Vertiges, fringales, prise de poids… et si c’était dû à un excès de cortisol ?

Publié par Edouard Korvaul
le 16/02/2026
femme qui se jette sur la nourriture
Autre
Le stress chronique maintient votre corps en état d'alerte et entraîne une surproduction de cortisol. Le problème ? Le cortisol en excès peut provoquer des symptômes déroutants comme des envies irrépressibles de sucre ou des vertiges. Explications.

Vertiges, fringales, prise de poids… Ces signaux corporels sont fréquemment banalisés ou attribués à une simple fatigue passagère. Pourtant, ils témoignent d'une réaction en chaîne physiologique complexe orchestrée par nos glandes surrénales. Comprendre ce mécanisme est la première étape pour éviter l'épuisement, et retrouver une bonne forme.

Cortisol : de l'hormone de survie à la source de déséquilibre chronique

Sécrété par les glandes surrénales, le cortisol est le principal acteur de la réponse au stress. Sa mission première consiste à mobiliser le glucose et à accroître la vigilance pour permettre à l'organisme de réagir face à une menace, que ce soit pour combattre ou fuir. Il régule par ailleurs la tension artérielle et possède une action anti-inflammatoire nécessaire au bon fonctionnement du corps.

Toutefois, lorsque la pression professionnelle ou la charge mentale devient constante, le cerveau reste bloqué en mode "alerte permanente". Cette élévation prolongée perturbe l'équilibre métabolique et finit par devenir toxique pour la santé mentale et physique.
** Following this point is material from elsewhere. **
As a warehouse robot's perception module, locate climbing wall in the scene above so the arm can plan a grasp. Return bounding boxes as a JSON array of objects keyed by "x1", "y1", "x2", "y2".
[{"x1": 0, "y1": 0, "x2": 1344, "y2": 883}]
Un excès de cortisol se manifeste alors par une fatigue tenace, des troubles du sommeil, de l'anxiété et une prise de poids abdominale caractéristique.

Le mystère des fringales : quand l'excès de cortisol dérègle la glycémie

Le cortisol est une hormone hyperglycémiante : il stimule le foie pour produire du glucose et augmenter le taux de sucre sanguin. L'objectif biologique initial est de fournir du "carburant" immédiat aux muscles et au cerveau. Cependant, une élévation continue entraîne une résistance à l'insuline des cellules de l'organisme.

Pour compenser, le pancréas doit produire davantage d'insuline afin de stabiliser la glycémie. Ce déséquilibre hormonal, suivi d'une chute brutale du taux de sucre, déclenche une augmentation féroce de l'appétit. L'organisme, croyant devoir constituer des réserves de survie face au danger perçu, réclame alors spécifiquement des aliments à forte densité calorique, c'est-à-dire gras et sucrés.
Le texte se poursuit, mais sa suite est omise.